A thread is a Windows concept whose job is to virtualize the CPU.

Thread Overhead

  • Thread kernel object The operating system allocates and initializes one of these data structures for each thread created in the system. The data structure contains a bunch of properties  that describe the thread. This data structure also contains what is called the thread’s context. The context is a block of memory that contains a set of the CPU’s registers. For the x86, x64, and ARM CPU architectures, the thread’s context uses approximately 700, 1,240, or 350 bytes of memory, respectively.
  • Thread environment block (TEB) The TEB is a block of memory allocated and initialized in user mode (address space that application code can quickly access). The TEB consumes 1 page of memory (4 KB on x86, x64 CPUs, and ARM CPUs). The TEB contains the head of the thread’s exception-handling chain. Each try block that the thread enters inserts a node in the head of this chain; the node is removed from the chain when the thread exits the try block. In addition, the TEB contains the thread’s thread-local storage data and some data structures for use by Graphics Device Interface (GDI) and OpenGL graphics.
  • User-mode stack The user-mode stack is used for local variables and arguments passed to methods. It also contains the address indicating what the thread should execute next when the current method returns. By default, Windows allocates 1 MB of memory for each thread’s user-mode stack. More specifically, Windows reserves the 1 MB of address space and sparsely commits physical storage to it as the thread actually requires it when growing the stack.
  • Kernel-mode stack The kernel-mode stack is also used when application code passes arguments to a kernel-mode function in the operating system. For security reasons, Windows copies any arguments passed from user-mode code to the kernel from the thread’s user-mode stack to the thread’s kernel-mode stack. Once copied, the kernel can verify the arguments’ values, and because the application code can’t access the kernel-mode stack, the application can’t modify the arguments’ values after they have been validated and the operating system kernel code begins to operate on them. In addition, the kernel calls methods within itself and uses the kernel-mode stack to pass its own arguments, to store a function’s local variables, and to store return addresses. The kernel-mode stack is 12 KB when running on a 32-bit Windows system and 24 KB when running on a 64-bit Windows system.
  • DLL thread-attach and thread-detach notifications Windows has a policy that whenever a thread is created in a process, all unmanaged DLLs loaded in that process have their DllMain method called, passing a DLL_THREAD_ATTACH flag. Similarly, whenever a thread dies, all DLLs in the process have their DllMain method called, passing it a DLL_THREAD_DETACH flag. Some DLLs need these notifications to perform some special initialization or cleanup for each thread created/destroyed in the process. For example, the C-Runtime library DLL allocates some thread-local storage state that is required should the thread use functions contained within the C-Runtime library.

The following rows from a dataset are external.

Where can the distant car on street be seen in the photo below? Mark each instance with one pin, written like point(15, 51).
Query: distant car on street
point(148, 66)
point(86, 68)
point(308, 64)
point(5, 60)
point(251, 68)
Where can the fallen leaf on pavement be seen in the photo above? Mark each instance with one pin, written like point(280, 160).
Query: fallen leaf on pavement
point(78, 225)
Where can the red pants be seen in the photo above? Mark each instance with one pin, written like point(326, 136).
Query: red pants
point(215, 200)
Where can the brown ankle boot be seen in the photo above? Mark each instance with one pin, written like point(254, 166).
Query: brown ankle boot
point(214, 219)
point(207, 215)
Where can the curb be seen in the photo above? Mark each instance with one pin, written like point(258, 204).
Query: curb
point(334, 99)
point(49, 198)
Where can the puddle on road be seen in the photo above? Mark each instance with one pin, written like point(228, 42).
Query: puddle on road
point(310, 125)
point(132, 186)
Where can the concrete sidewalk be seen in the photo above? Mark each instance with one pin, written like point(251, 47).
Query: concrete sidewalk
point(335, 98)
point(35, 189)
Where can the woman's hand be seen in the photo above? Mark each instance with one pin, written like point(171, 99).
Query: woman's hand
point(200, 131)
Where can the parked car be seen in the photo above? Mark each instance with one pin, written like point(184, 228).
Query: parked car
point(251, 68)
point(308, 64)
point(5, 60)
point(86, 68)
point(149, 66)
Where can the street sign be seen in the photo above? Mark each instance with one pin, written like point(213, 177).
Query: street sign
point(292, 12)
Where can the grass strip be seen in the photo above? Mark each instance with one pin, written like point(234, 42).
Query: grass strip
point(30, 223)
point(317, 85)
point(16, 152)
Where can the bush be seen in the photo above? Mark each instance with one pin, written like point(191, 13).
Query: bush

now we’re going to start talking about context switching. A computer with only one CPU in it can do only one thing at a time. Therefore, Windows has to share the actual CPU hardware among all the threads (logical CPUs) that are sitting around in the system.

At any given moment in time, Windows assigns one thread to a CPU. That thread is allowed to run for a time-slice (sometimes referred to as a quantum). When the time-slice expires, Windows context switches to another thread. Every context switch requires that Windows performs the following actions:

  • Save the values in the CPU’s registers to the currently running thread’s context structure inside the thread’s kernel object.
  • Select one thread from the set of existing threads to schedule next. If this thread is owned by another process, then Windows must also switch the virtual address space seen by the CPU before it starts executing any code or touching any data.
  • Load the values in the selected thread’s context structure into the CPU’s registers.

After the context switch is complete, the CPU executes the selected thread until its time-slice expires, and then another context switch happens again. Windows performs context switches about every 30 ms. Context switches are pure overhead; that is, there is no memory or performance benefit that comes from context switches. Windows performs context switching to provide end users with a robust and responsive operating system.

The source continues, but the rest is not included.